In previous work, fresh semen stains were used instead of frozen semen stains. From the literature, it is known that freezing could affect protein and lipid oxidation; therefore, the effects of freezing on the ageing process should further be investigated [18]. Furthermore, field validation studies are necessary to evaluate the integration of our portable fluorimeter for the age estimation of biological fluids within the existing crime-scene workflow. In addition, miniaturizing the system and simplifying the use of our custom-written software is needed as the software requires specialized knowledge. This will provide the necessary validation for implementing our method in the forensic field. Finally, the portable fluorimeter could potentially have a broad range of future applicability, including the identification of body fluids using specific fluorescent signatures, the differentiation of human remains based on their luminescence, or monitoring the quality of food [19,20,21,22]. Taken together, these study results have demonstrated the great potential of our portable fluorimeter for forensic casework with accuracies that are equal to benchtop instrumentation.

5. Conclusions

In the present study, we have demonstrated the applicability of our noninvasive, low-cost, fluorescence-based age-estimation method for semen stains.

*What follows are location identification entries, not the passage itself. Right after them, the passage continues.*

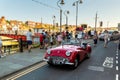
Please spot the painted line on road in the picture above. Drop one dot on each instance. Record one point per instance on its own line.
(117, 68)
(96, 68)
(26, 71)
(117, 77)
(116, 61)
(116, 57)
(108, 62)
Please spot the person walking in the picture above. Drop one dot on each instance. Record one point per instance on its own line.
(29, 39)
(106, 38)
(1, 52)
(95, 38)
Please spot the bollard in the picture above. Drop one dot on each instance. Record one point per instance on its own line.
(20, 45)
(119, 45)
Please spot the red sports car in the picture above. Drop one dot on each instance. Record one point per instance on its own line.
(70, 53)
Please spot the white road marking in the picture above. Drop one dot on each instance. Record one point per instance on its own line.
(96, 68)
(117, 77)
(116, 61)
(108, 62)
(116, 57)
(117, 68)
(117, 54)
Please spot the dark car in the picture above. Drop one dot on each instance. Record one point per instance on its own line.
(70, 53)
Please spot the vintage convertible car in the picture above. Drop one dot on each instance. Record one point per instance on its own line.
(69, 53)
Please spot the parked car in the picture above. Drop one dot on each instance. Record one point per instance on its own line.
(10, 45)
(69, 53)
(114, 35)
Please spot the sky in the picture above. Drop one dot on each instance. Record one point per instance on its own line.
(43, 10)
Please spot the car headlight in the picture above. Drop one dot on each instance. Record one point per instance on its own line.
(48, 51)
(68, 53)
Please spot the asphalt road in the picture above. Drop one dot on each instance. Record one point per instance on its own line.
(103, 65)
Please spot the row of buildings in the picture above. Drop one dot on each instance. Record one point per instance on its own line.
(11, 26)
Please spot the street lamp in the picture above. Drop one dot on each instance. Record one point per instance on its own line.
(62, 2)
(53, 22)
(76, 4)
(65, 13)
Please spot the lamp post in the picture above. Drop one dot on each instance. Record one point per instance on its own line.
(65, 13)
(76, 4)
(53, 22)
(62, 2)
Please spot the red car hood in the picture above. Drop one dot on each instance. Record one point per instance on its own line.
(61, 50)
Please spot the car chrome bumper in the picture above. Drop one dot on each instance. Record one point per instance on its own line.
(61, 62)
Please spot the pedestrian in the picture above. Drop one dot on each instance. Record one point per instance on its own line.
(51, 40)
(41, 41)
(59, 38)
(46, 40)
(29, 39)
(95, 38)
(119, 44)
(80, 37)
(106, 38)
(1, 52)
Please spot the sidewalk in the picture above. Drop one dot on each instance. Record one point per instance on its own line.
(17, 61)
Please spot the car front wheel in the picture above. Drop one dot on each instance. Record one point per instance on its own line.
(76, 63)
(88, 55)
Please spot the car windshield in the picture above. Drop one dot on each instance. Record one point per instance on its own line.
(70, 42)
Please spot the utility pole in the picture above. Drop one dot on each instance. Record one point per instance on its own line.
(96, 21)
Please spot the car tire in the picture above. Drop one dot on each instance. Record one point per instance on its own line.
(88, 55)
(50, 64)
(76, 63)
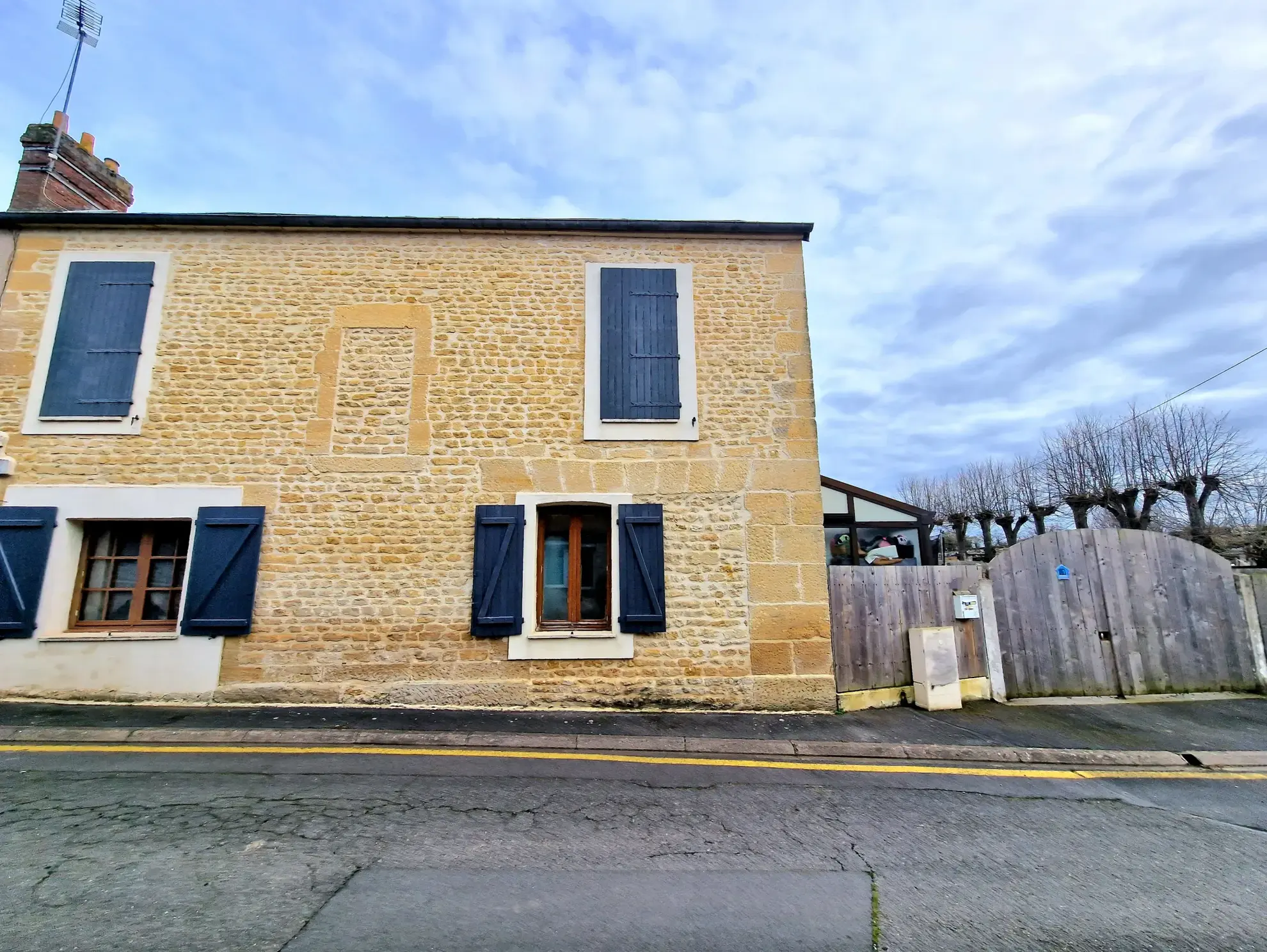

The performed lab validations in this study have demonstrated that age estimation with the portable fluorimeter can be performed with similar accuracies as a benchtop fluorimeter. There is currently no method available with a high level of accuracy for the age estimation of semen stains. Our method has the potential to enhance the quality of crime-scene processing and meets the forensic community’s demand for the quicker acquisition of information without disrupting the existing crime-scene workflow and risking contamination.